Poluição desencadeia doenças mentais: alerta europeu sobre riscos à saúde psicológica
Um relatório abrangente da Agência Europeia do Meio Ambiente (EEA) revelou evidências científicas alarmantes sobre como a poluição ambiental afeta não apenas a saúde física, mas também a saúde mental da população. O estudo, intitulado "Poluição e saúde mental: evidências científicas atuais", compilou pesquisas que demonstram conexões diretas entre exposição a poluentes e o desenvolvimento de distúrbios psicológicos como depressão e ansiedade.
Poluição atmosférica: impacto no cérebro e no comportamento
Os especialistas da EEA destacam que a poluição do ar, especialmente partículas finas (PM2,5) e dióxido de nitrogênio (NO₂), está associada a uma maior prevalência de sintomas depressivos na população. O relatório aponta que essas substâncias podem causar alterações estruturais e funcionais no cérebro, particularmente quando a exposição ocorre durante fases críticas do desenvolvimento, como gestação e infância.
"A poluição não atua isoladamente, mas interage com fatores genéticos, sociais e econômicos que influenciam a saúde mental", enfatizam os pesquisadores envolvidos na revisão. O documento observa que problemas cardiovasculares, respiratórios e câncer já são amplamente reconhecidos como consequências da poluição, mas agora a literatura científica está estabelecendo ligações igualmente preocupantes com transtornos mentais.

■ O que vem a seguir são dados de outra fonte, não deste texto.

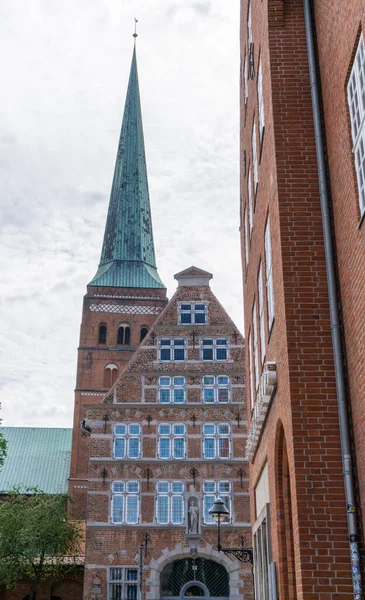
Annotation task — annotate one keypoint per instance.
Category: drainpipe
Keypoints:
(334, 312)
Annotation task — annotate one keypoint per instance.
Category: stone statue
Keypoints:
(193, 516)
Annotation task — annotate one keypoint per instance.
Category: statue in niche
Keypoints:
(193, 516)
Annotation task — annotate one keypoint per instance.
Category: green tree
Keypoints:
(37, 541)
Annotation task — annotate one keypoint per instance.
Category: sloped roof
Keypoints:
(36, 457)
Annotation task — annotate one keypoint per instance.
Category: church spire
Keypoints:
(128, 255)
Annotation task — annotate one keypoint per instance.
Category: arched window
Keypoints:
(110, 375)
(144, 332)
(124, 335)
(102, 334)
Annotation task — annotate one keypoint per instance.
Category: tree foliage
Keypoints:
(37, 541)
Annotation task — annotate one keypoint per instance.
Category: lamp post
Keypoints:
(219, 511)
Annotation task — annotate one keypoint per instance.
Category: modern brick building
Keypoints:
(302, 210)
(159, 425)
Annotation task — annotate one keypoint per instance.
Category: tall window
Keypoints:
(127, 440)
(172, 349)
(260, 287)
(125, 502)
(269, 277)
(193, 314)
(255, 346)
(260, 94)
(123, 583)
(356, 100)
(214, 349)
(110, 375)
(217, 440)
(124, 335)
(170, 502)
(215, 388)
(171, 389)
(171, 440)
(254, 160)
(211, 491)
(102, 334)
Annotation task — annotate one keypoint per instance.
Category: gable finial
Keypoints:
(135, 29)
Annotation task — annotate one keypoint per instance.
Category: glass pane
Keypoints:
(119, 448)
(118, 509)
(177, 510)
(118, 486)
(177, 487)
(164, 429)
(165, 396)
(132, 509)
(209, 448)
(207, 353)
(179, 354)
(162, 509)
(179, 396)
(133, 448)
(134, 429)
(208, 395)
(163, 487)
(120, 430)
(165, 447)
(179, 448)
(179, 429)
(209, 429)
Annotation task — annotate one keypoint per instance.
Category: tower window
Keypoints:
(144, 332)
(110, 375)
(124, 335)
(102, 334)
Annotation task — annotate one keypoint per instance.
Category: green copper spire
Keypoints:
(128, 255)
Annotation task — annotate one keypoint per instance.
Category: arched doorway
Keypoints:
(194, 578)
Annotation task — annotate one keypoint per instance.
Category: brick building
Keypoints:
(302, 209)
(159, 425)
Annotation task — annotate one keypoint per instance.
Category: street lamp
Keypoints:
(218, 511)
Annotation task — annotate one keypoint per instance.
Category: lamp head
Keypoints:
(219, 510)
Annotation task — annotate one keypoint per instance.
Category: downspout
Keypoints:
(334, 312)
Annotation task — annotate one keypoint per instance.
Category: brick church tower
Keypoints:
(126, 295)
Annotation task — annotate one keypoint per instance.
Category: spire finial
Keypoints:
(135, 29)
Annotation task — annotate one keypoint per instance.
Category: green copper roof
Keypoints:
(128, 255)
(36, 457)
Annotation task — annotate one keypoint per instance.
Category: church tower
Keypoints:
(126, 294)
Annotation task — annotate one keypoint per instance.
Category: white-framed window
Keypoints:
(356, 100)
(215, 388)
(247, 241)
(123, 583)
(255, 345)
(127, 440)
(125, 502)
(211, 491)
(260, 94)
(170, 502)
(260, 287)
(214, 349)
(250, 203)
(250, 366)
(216, 440)
(195, 313)
(254, 159)
(171, 440)
(171, 389)
(269, 275)
(172, 349)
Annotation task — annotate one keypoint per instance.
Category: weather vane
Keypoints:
(135, 29)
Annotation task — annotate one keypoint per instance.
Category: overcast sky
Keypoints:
(64, 75)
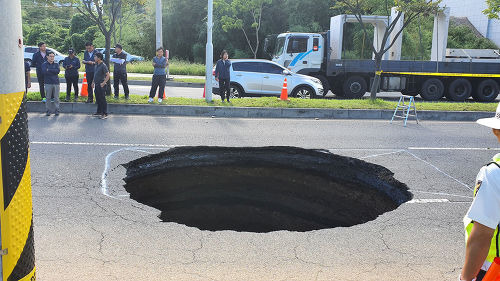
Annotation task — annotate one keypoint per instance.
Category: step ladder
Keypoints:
(405, 105)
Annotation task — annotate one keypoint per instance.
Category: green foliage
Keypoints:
(493, 10)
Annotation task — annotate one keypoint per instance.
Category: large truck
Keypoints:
(456, 74)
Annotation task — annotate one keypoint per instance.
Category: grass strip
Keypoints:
(272, 102)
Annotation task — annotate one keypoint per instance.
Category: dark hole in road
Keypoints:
(262, 189)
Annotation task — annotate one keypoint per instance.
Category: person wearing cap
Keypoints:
(88, 60)
(483, 218)
(36, 61)
(71, 65)
(101, 78)
(120, 71)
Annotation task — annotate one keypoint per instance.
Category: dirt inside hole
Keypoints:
(262, 189)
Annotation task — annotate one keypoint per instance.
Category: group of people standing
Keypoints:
(97, 74)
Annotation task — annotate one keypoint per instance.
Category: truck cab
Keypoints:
(301, 53)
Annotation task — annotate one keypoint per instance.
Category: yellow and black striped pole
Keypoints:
(16, 210)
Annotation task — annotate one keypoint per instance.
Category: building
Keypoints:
(473, 10)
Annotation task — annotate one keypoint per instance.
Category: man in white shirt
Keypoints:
(483, 218)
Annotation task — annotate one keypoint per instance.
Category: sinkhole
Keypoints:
(262, 189)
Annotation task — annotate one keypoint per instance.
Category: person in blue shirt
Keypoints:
(38, 59)
(223, 75)
(71, 65)
(51, 71)
(89, 61)
(159, 76)
(27, 76)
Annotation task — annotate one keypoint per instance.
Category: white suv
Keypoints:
(250, 77)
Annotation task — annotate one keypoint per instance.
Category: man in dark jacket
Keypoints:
(223, 76)
(71, 65)
(51, 71)
(120, 71)
(88, 60)
(38, 59)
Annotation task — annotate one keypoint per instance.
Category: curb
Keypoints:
(255, 112)
(144, 83)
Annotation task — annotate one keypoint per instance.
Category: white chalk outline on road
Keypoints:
(107, 166)
(135, 147)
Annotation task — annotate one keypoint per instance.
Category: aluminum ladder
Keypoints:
(406, 105)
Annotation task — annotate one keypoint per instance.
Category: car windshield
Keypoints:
(280, 43)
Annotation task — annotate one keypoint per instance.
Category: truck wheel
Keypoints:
(460, 89)
(355, 87)
(324, 82)
(486, 91)
(432, 89)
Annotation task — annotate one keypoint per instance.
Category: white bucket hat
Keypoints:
(493, 122)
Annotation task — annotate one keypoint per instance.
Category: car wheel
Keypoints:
(303, 92)
(236, 92)
(459, 90)
(432, 89)
(355, 87)
(486, 91)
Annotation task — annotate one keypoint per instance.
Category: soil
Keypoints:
(262, 189)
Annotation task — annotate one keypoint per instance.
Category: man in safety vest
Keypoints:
(483, 218)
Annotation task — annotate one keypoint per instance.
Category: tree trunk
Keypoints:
(377, 77)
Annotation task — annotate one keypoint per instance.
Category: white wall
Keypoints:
(473, 10)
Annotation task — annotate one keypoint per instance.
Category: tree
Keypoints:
(243, 15)
(409, 9)
(493, 9)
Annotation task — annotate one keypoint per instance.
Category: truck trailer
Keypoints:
(456, 74)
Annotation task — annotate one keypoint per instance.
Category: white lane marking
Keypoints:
(454, 148)
(425, 201)
(442, 193)
(107, 165)
(437, 169)
(382, 154)
(105, 144)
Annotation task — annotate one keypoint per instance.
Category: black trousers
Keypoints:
(71, 80)
(100, 98)
(224, 88)
(158, 81)
(90, 79)
(117, 77)
(41, 83)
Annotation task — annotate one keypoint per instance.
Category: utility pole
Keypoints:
(17, 255)
(209, 53)
(159, 40)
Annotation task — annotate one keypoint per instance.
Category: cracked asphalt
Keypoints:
(86, 227)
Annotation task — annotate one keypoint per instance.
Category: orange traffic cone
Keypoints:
(84, 92)
(284, 91)
(493, 273)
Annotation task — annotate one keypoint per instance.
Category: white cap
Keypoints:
(493, 122)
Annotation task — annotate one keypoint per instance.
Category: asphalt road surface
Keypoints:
(86, 227)
(197, 93)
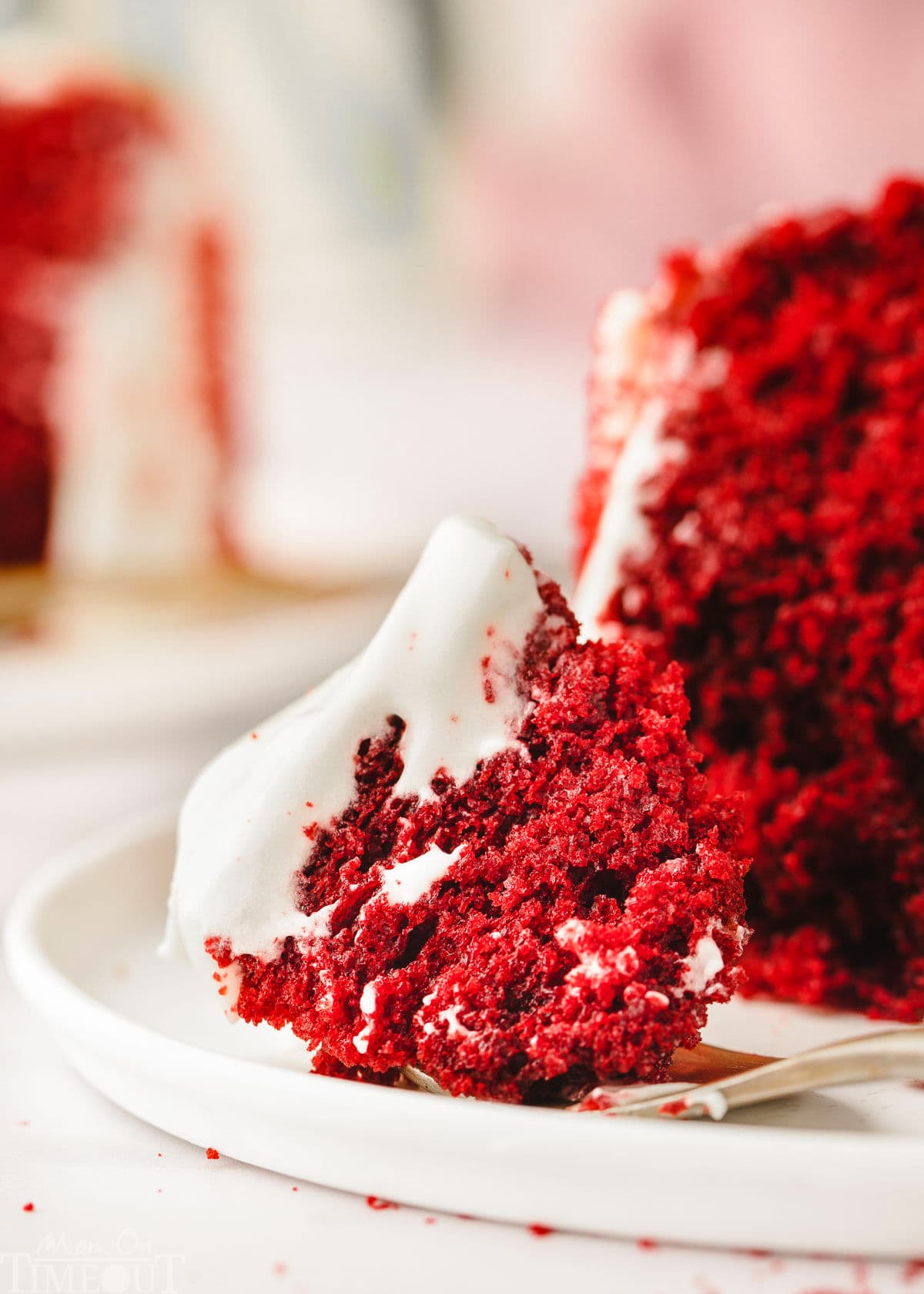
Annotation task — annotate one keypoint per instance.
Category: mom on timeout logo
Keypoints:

Ruído urbano: um contaminante psicológico
Além da poluição do ar, o relatório da agência europeia chama atenção para os efeitos da poluição sonora, predominantemente originada pelo tráfego rodoviário, ferroviário e aéreo. Estudos analisados mostram que aumentos nos níveis de ruído estão correlacionados com maior incidência de suicídio e com sintomas de ansiedade na população.
Pesquisas específicas apontam que a poluição sonora pode aumentar o risco de depressão, ansiedade e outros problemas comportamentais, particularmente em crianças. "É necessário encarar o ruído urbano como um contaminante ambiental relevante para a saúde mental", defende o documento, que reforça a urgência de políticas de controle de ruído nas cidades europeias.
Substâncias químicas e vulnerabilidade infantil
O estudo também destaca que a exposição a substâncias químicas, como chumbo, fumaça de tabaco passiva e bisfenol A, pode estar associada a riscos elevados de depressão e ansiedade. Essa associação é particularmente preocupante quando a exposição ocorre na infância ou durante o período pré-natal, momentos críticos para o desenvolvimento neurológico.
A EEA observa que a prevalência de transtornos mentais na Europa cresceu significativamente nas últimas décadas. Em 2023, esses transtornos representaram o sexto maior peso de doença na União Europeia e a oitava causa mais comum de morte, refletindo tanto o aumento dos diagnósticos quanto a complexidade de fatores que afetam o bem-estar psicológico da população.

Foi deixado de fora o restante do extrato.